There’s a constant clacking from Cindy O’Toole’s typer in the other room, followed by the hiss and clang of the carriage setting back in place. A haze of smoke sits in the newsroom like a cloud of sulphur from the cigs in everyone’s mouth. We all puff endlessly.
It is otherwise silent – even Ben Johnson from the funnies has no quips to the rolling film that plays on the wall behind Editor Ken Dunham. Dunham’s bulky arms, usually crossed, hang by his sides in defeat.
As the film flickers to an end, he swivels to us, skin sicky pale.
“That’s… that’s all we have.” He says, tired eyes falling on each of us with the languidness of a dying ticker. “Who wants to report it?”
We sit silent. Glances are diverted to feet, blank notepads or the wall peppered with past editions of trivial occurrences here in New Melwell. Nothing this big.
“No one?” Dunham asks, before letting out a long sigh that billows smoke from the almost smouldered smoke in his mouth.

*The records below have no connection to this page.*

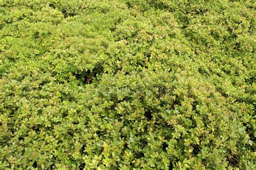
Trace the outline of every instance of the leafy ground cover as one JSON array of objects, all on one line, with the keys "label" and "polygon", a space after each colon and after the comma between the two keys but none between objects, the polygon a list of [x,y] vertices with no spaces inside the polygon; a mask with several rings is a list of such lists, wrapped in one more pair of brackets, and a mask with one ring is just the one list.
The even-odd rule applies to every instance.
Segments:
[{"label": "leafy ground cover", "polygon": [[0,167],[255,167],[254,1],[0,1]]}]

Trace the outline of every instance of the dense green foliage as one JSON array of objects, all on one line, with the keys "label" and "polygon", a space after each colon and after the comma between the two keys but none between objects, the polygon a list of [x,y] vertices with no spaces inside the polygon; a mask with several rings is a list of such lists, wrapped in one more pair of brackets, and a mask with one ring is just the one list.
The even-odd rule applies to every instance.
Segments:
[{"label": "dense green foliage", "polygon": [[255,169],[255,8],[1,0],[0,169]]}]

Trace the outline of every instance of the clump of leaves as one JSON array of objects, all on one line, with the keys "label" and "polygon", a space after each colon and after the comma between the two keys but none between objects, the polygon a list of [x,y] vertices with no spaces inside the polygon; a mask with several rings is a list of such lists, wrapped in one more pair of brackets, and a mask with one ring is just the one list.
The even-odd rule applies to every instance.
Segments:
[{"label": "clump of leaves", "polygon": [[252,1],[2,1],[0,167],[254,169]]}]

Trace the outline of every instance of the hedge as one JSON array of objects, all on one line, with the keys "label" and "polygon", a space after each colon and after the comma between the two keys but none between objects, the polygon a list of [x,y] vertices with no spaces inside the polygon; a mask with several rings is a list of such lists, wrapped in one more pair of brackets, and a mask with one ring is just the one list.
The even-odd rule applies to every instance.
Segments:
[{"label": "hedge", "polygon": [[256,168],[255,7],[2,0],[0,168]]}]

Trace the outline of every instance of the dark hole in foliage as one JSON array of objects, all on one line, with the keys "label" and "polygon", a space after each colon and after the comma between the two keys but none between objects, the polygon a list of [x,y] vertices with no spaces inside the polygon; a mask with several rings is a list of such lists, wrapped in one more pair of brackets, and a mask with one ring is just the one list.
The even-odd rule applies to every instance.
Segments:
[{"label": "dark hole in foliage", "polygon": [[33,37],[37,39],[39,38],[39,32],[38,31],[36,31],[36,32],[34,33]]},{"label": "dark hole in foliage", "polygon": [[134,156],[135,156],[135,158],[142,158],[144,156],[144,154],[143,153],[140,152],[138,152],[138,153],[136,153],[135,154],[134,154]]},{"label": "dark hole in foliage", "polygon": [[151,120],[152,118],[152,112],[150,111],[147,111],[145,112],[145,117],[146,117],[149,120]]},{"label": "dark hole in foliage", "polygon": [[163,150],[166,151],[166,148],[168,147],[168,145],[166,144],[166,142],[163,144]]},{"label": "dark hole in foliage", "polygon": [[228,162],[229,164],[232,165],[234,166],[239,164],[239,159],[237,158],[236,155],[231,155],[228,157],[227,157],[226,160]]},{"label": "dark hole in foliage", "polygon": [[92,70],[83,71],[78,74],[73,74],[77,80],[79,80],[83,84],[91,84],[93,78],[101,75],[103,72],[104,68],[101,65],[97,65]]},{"label": "dark hole in foliage", "polygon": [[33,163],[33,165],[32,165],[32,166],[33,166],[33,167],[34,168],[37,168],[37,162],[36,162],[36,161],[35,161],[35,162]]},{"label": "dark hole in foliage", "polygon": [[255,141],[256,138],[254,135],[254,131],[253,130],[253,128],[252,127],[250,127],[249,125],[245,123],[243,123],[242,125],[246,128],[245,131],[246,132],[246,133],[249,135],[250,139],[252,141]]},{"label": "dark hole in foliage", "polygon": [[82,153],[85,152],[85,145],[83,145],[81,147],[81,152]]},{"label": "dark hole in foliage", "polygon": [[18,139],[19,140],[24,140],[24,138],[23,137],[20,137],[18,138]]},{"label": "dark hole in foliage", "polygon": [[66,9],[63,9],[62,10],[62,13],[63,14],[64,18],[68,17],[73,17],[76,16],[76,14],[75,13],[68,13]]},{"label": "dark hole in foliage", "polygon": [[172,162],[170,162],[169,169],[173,169],[173,165],[172,164]]},{"label": "dark hole in foliage", "polygon": [[55,7],[55,5],[53,4],[49,4],[49,6],[53,8],[53,9],[55,9],[56,7]]},{"label": "dark hole in foliage", "polygon": [[194,145],[192,146],[193,148],[193,154],[195,155],[197,155],[200,152],[200,146],[199,145]]},{"label": "dark hole in foliage", "polygon": [[79,169],[84,169],[84,168],[85,167],[85,163],[83,163],[80,165],[79,168]]},{"label": "dark hole in foliage", "polygon": [[199,68],[198,72],[199,72],[200,74],[203,74],[203,75],[207,74],[206,71],[203,68]]}]

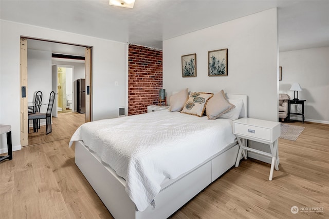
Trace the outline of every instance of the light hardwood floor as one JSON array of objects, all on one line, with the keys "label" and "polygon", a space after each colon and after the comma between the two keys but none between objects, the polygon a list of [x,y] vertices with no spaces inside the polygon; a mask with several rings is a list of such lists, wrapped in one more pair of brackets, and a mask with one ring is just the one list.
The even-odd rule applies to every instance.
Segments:
[{"label": "light hardwood floor", "polygon": [[[272,181],[269,164],[244,160],[171,217],[328,218],[329,125],[290,124],[305,128],[296,142],[279,140],[279,170]],[[63,136],[75,130],[67,128]],[[0,217],[112,218],[75,165],[69,141],[24,147],[0,163]],[[294,206],[323,211],[304,208],[294,214]]]}]

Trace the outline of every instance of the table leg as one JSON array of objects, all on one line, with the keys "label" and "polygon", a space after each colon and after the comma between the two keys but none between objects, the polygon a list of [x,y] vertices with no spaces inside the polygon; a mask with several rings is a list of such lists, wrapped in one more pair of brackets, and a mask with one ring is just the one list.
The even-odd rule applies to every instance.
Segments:
[{"label": "table leg", "polygon": [[239,167],[239,164],[241,160],[241,154],[242,154],[242,148],[239,146],[239,152],[237,152],[237,157],[236,157],[236,162],[235,162],[235,167]]},{"label": "table leg", "polygon": [[276,162],[275,156],[272,157],[272,163],[271,164],[271,170],[269,171],[269,178],[268,180],[271,181],[273,178],[273,170],[274,170],[275,163]]},{"label": "table leg", "polygon": [[[240,137],[236,136],[236,140],[237,140],[237,143],[239,143],[239,145],[240,147],[240,148],[241,148],[241,147],[242,147],[243,146],[245,146],[245,143],[246,142],[245,141],[246,141],[246,140],[245,140],[244,138],[243,140],[243,143],[241,141],[241,138],[240,138]],[[241,148],[241,150],[242,150],[242,155],[243,156],[243,158],[244,158],[245,160],[247,160],[247,154],[246,154],[246,152],[244,149],[242,148]]]}]

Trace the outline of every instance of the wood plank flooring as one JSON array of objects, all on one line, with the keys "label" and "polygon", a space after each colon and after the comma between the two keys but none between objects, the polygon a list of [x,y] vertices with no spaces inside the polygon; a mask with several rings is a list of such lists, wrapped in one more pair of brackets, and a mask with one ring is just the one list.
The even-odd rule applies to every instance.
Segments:
[{"label": "wood plank flooring", "polygon": [[[296,142],[279,139],[279,170],[272,181],[269,164],[242,161],[171,218],[328,218],[329,125],[290,124],[305,128]],[[53,128],[65,137],[38,142],[0,163],[1,218],[112,218],[74,163],[74,147],[66,136],[76,128]],[[297,214],[291,212],[294,206]]]}]

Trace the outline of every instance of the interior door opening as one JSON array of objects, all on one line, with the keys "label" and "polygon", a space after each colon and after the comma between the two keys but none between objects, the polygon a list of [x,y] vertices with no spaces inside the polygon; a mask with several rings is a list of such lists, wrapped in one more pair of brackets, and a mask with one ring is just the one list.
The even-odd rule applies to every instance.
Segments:
[{"label": "interior door opening", "polygon": [[[29,44],[30,44],[30,47],[29,47]],[[58,45],[60,45],[58,46]],[[58,46],[57,46],[58,45]],[[87,56],[88,58],[86,59],[86,62],[88,62],[88,63],[84,63],[83,64],[84,69],[83,71],[83,76],[82,75],[81,77],[85,77],[86,75],[87,76],[88,79],[87,81],[87,84],[86,85],[86,87],[88,86],[89,90],[91,90],[92,86],[91,86],[91,78],[92,78],[92,59],[91,59],[91,51],[92,48],[88,46],[84,46],[81,45],[74,45],[67,43],[62,43],[60,42],[50,42],[47,40],[42,40],[40,39],[34,39],[30,38],[25,38],[23,37],[21,37],[21,54],[20,54],[20,65],[21,65],[21,87],[24,87],[26,90],[27,91],[26,93],[27,93],[27,91],[28,89],[30,89],[31,92],[33,92],[34,90],[37,90],[40,89],[38,86],[35,87],[32,87],[31,86],[29,86],[28,88],[28,70],[27,70],[27,62],[28,62],[28,53],[27,50],[31,49],[34,51],[41,51],[44,52],[45,51],[49,51],[49,48],[53,49],[55,48],[63,48],[66,46],[69,47],[70,48],[74,47],[79,47],[82,49],[83,52],[84,53],[87,53],[88,54],[84,55],[84,56]],[[53,50],[50,49],[50,52],[52,52]],[[65,49],[64,49],[65,50]],[[56,51],[57,53],[61,53],[60,51],[57,50]],[[62,52],[62,53],[65,53],[65,51]],[[71,55],[74,55],[71,54]],[[79,55],[81,56],[81,54],[79,54]],[[52,61],[50,61],[51,63]],[[66,61],[68,63],[69,63],[69,61]],[[83,63],[85,63],[85,62],[83,61]],[[51,65],[51,64],[50,64]],[[58,65],[59,66],[60,65]],[[62,65],[63,66],[63,65]],[[86,69],[85,67],[87,67],[87,69]],[[75,74],[75,68],[72,68],[71,66],[60,66],[60,68],[62,68],[59,69],[59,71],[61,72],[60,74],[62,74],[62,75],[60,75],[60,74],[58,74],[58,69],[57,69],[57,82],[56,82],[56,89],[54,89],[54,85],[52,84],[51,82],[49,82],[51,84],[50,87],[49,88],[49,91],[51,90],[53,90],[55,92],[58,93],[58,95],[56,95],[58,97],[58,99],[59,98],[59,100],[58,99],[57,103],[58,106],[57,106],[54,109],[53,108],[53,110],[52,111],[52,114],[54,112],[58,112],[60,111],[58,111],[58,110],[60,109],[60,107],[62,109],[62,111],[63,110],[69,110],[71,111],[77,111],[76,109],[75,108],[75,100],[74,100],[74,81],[75,79],[74,74]],[[81,68],[82,69],[82,68]],[[52,75],[52,69],[50,70],[49,74],[50,75]],[[61,80],[64,78],[64,72],[65,72],[65,84],[63,81]],[[43,72],[44,73],[44,72]],[[35,73],[34,73],[35,74]],[[58,75],[59,74],[59,75]],[[52,76],[51,76],[49,77],[49,81],[52,81]],[[68,81],[68,84],[66,83],[66,81]],[[87,80],[86,80],[87,81]],[[59,83],[59,82],[60,82]],[[42,82],[39,82],[39,83],[42,83]],[[33,84],[37,84],[38,83],[38,82],[35,83],[33,83]],[[87,82],[86,82],[87,84]],[[32,86],[33,87],[33,86]],[[65,89],[64,89],[65,87]],[[61,89],[61,90],[59,90],[59,88]],[[59,92],[60,91],[60,92]],[[45,94],[44,96],[48,96],[49,95],[48,90],[46,90],[45,92]],[[59,93],[60,93],[60,96],[59,94]],[[85,106],[85,122],[88,122],[90,121],[91,119],[91,108],[92,106],[90,103],[91,103],[91,93],[90,95],[88,95],[88,97],[86,97],[86,101],[87,102],[87,104]],[[31,94],[30,94],[31,95]],[[30,97],[32,98],[32,96]],[[23,97],[23,96],[21,96],[21,143],[22,146],[25,146],[29,145],[28,142],[28,129],[29,129],[29,124],[28,124],[28,114],[27,114],[27,99],[28,96],[26,95],[26,96]],[[45,99],[45,101],[46,100]],[[53,115],[54,116],[55,115]]]}]

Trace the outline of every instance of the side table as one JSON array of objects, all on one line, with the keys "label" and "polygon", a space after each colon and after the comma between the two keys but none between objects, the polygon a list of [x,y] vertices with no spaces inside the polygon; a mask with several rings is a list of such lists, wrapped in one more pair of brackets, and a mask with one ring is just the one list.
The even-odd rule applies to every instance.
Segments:
[{"label": "side table", "polygon": [[155,112],[156,111],[163,110],[169,108],[169,106],[151,105],[148,106],[148,112]]},{"label": "side table", "polygon": [[[246,160],[246,151],[252,151],[272,158],[269,180],[273,178],[275,167],[279,170],[278,138],[281,134],[281,125],[276,122],[267,121],[251,118],[241,118],[233,122],[233,133],[236,136],[240,148],[235,167],[239,167],[241,155]],[[271,153],[248,147],[247,140],[268,145]]]},{"label": "side table", "polygon": [[[305,121],[305,115],[304,114],[304,103],[306,101],[305,99],[287,99],[288,101],[288,121],[290,122],[290,115],[300,115],[302,116],[303,124]],[[291,108],[291,104],[299,104],[302,105],[302,113],[291,112],[290,110]]]}]

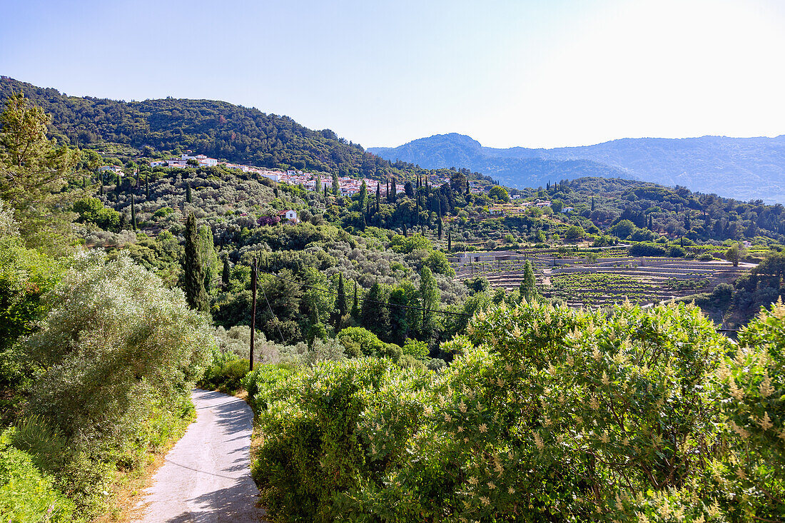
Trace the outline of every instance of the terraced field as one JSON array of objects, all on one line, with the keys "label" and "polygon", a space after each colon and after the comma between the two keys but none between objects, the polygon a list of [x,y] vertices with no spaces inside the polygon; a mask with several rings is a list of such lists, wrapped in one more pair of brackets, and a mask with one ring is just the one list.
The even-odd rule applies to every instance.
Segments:
[{"label": "terraced field", "polygon": [[513,290],[523,280],[524,264],[535,268],[540,292],[571,305],[600,306],[629,299],[654,303],[706,292],[720,283],[732,283],[749,267],[726,262],[696,262],[669,258],[529,257],[456,265],[458,277],[484,276],[494,287]]}]

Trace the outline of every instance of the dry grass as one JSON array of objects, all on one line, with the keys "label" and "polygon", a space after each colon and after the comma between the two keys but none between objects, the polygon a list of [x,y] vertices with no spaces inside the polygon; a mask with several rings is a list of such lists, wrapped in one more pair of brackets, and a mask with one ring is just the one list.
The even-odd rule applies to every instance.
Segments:
[{"label": "dry grass", "polygon": [[[195,412],[191,421],[196,421]],[[93,519],[90,523],[130,523],[141,518],[146,508],[145,505],[137,507],[144,496],[144,490],[152,486],[155,473],[164,463],[166,454],[185,433],[188,425],[181,431],[177,431],[166,444],[155,452],[149,452],[147,463],[138,469],[127,472],[115,473],[111,487],[111,502],[107,510]]]}]

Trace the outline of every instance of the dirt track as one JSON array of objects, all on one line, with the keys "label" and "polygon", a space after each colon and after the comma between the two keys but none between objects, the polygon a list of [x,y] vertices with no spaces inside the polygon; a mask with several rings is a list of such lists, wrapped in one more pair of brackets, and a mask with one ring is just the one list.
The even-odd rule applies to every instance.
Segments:
[{"label": "dirt track", "polygon": [[136,523],[264,521],[250,477],[254,415],[240,399],[196,390],[196,421],[166,455]]}]

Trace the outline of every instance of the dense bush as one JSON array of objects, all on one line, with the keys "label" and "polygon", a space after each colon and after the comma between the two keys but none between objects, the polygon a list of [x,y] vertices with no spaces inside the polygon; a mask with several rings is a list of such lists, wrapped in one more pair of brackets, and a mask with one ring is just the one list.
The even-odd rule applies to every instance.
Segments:
[{"label": "dense bush", "polygon": [[636,243],[629,249],[630,256],[666,256],[668,250],[656,243]]},{"label": "dense bush", "polygon": [[127,256],[78,253],[49,299],[24,344],[39,371],[13,443],[88,515],[113,470],[138,466],[188,424],[214,338],[182,292]]},{"label": "dense bush", "polygon": [[199,386],[233,394],[243,388],[242,380],[246,374],[247,360],[230,360],[209,367]]},{"label": "dense bush", "polygon": [[280,521],[776,521],[783,320],[778,305],[736,347],[684,304],[502,305],[439,374],[276,374],[254,474]]}]

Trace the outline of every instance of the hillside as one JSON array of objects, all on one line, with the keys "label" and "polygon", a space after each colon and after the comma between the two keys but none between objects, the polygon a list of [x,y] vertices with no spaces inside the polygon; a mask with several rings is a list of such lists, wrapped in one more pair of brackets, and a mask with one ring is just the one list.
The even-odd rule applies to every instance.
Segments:
[{"label": "hillside", "polygon": [[498,150],[462,134],[437,134],[421,138],[395,148],[368,150],[391,161],[403,160],[426,169],[466,167],[481,172],[511,187],[545,186],[555,180],[584,177],[633,177],[623,170],[583,159],[560,159],[539,157],[533,149]]},{"label": "hillside", "polygon": [[616,177],[684,185],[744,201],[785,202],[785,135],[625,138],[584,147],[499,149],[451,133],[368,150],[426,168],[466,166],[519,188],[557,177]]},{"label": "hillside", "polygon": [[211,100],[119,101],[69,97],[7,76],[0,102],[24,93],[53,118],[49,133],[71,145],[131,146],[144,155],[190,149],[222,160],[341,175],[411,177],[414,166],[392,165],[329,129],[312,130],[287,116]]}]

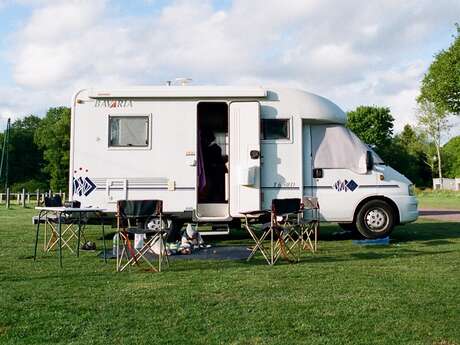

He pulls it out and stabs it into the tray on the table.
Silence.
“I will.” I finally say, and there’s an almost audible relief across the newsroom.
“Davis. You sure you’re up for it? This… this is some bad shit for a greeny.”
I shrug. “Ain’t nobody signing up so…”
Dunham thinks for a moment, scans the room and sees no one coming to my rescue. He snaps the film from the tripod and slides it across the table.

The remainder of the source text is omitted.